In electrochemical-based biosensors, a molecular recognition coating and an electrochemical transducer, which transforms biological data obtained from a connecting event into an electrical signal and then displays them on a readout device, are two main components [42]. Different types and forms of nanomaterials and nanocomposites could be used in electrochemical biosensors to improve the sensitivity of the detection mechanisms and to give better detection limits through various tactics [4][43]. Microfluidic systems and electrochemical biosensors can be integrated to provide miniaturized components on a single platform [44]. The urediniospores of soybean rust fungi were detected with aptamer-based sensitive electrochemical sensing.

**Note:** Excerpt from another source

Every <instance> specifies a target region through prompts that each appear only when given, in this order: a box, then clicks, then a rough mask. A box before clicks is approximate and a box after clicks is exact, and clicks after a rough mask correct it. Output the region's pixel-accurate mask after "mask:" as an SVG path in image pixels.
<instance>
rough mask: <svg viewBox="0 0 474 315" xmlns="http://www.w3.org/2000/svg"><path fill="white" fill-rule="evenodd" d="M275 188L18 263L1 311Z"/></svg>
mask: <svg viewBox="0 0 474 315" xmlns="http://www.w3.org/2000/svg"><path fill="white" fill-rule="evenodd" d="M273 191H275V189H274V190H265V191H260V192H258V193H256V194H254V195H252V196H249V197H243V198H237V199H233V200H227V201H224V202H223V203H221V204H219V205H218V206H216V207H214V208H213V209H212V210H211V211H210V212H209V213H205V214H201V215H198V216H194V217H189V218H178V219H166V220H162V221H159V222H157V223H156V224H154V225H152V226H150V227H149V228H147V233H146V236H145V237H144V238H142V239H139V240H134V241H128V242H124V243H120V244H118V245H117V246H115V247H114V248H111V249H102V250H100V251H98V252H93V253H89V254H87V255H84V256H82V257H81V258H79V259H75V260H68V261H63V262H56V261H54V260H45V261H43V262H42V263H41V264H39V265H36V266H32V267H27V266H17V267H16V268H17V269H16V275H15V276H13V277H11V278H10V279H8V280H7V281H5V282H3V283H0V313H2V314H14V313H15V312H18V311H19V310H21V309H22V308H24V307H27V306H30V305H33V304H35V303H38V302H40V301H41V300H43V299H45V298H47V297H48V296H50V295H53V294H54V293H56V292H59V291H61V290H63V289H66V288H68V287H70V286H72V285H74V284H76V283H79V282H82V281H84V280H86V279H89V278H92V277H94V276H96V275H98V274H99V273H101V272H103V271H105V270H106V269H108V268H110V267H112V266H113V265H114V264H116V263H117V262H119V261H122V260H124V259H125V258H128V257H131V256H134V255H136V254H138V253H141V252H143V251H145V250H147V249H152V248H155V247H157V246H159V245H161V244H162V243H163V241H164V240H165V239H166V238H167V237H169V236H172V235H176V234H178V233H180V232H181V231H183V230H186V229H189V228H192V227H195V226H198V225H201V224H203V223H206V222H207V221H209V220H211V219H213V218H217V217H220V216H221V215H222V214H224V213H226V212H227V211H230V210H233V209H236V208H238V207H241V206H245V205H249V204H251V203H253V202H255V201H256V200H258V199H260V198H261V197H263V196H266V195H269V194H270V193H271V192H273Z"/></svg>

For this, spore-bound aptamer units were incubated with a streptavidin–alkaline phosphatase agent, leading to the enzymatic formation of p-nitrophenol, which is characterized by its unique electrochemical properties [45]. Regarding the electrochemical nano-biosensor of bacterial species, recently, an electrochemical-based immune sensor was manufactured for the detection of Escherichia coli O157:H7 (E. coli O157:H7) using cyclic voltammetry (CV) with the combination of nanomaterials [21][46]. An electrochemical-derived impedance immune sensor for the detection of strained Staphylococcus aureus was also introduced [47].
Electrochemical methods, such as electrochemical impedance spectroscopy (EIS), differential pulse voltammetry (DPV), cyclic voltammetry (CV), square wave voltammetry (SWV), and amperometry, have been implemented for pathogen detection and identification [48]. Nanomaterials or polymers have been normally applied with these methods to improve signals. Figure 3 defines the fundamental principle of the electrochemical-based nanosensor techniques for any kind of desired analyte.
Figure 3. Pictorial representation of the fundamental process of the electrochemical-based nanosensor.
Electrochemical-based platforms are the most successful biosensors, and they have been used for the detection and identification of huge numbers of biomarkers and the diagnosis of infectious diseases, including cancers [49]. Despite the advantages of electrochemical-based biosensors, there are a few problems associated, such as analyte detection and analyte loss during the transporting of the sample to the electrode surface [50][51]. By assessing the different applications and utility of these sensing techniques with plant pathogens, it was discovered that they are fast, sensitive, accurate, specific, and suitable for their portability. This can be applied with slight modifications to manufacture an efficient tool for the detection of Alternaria.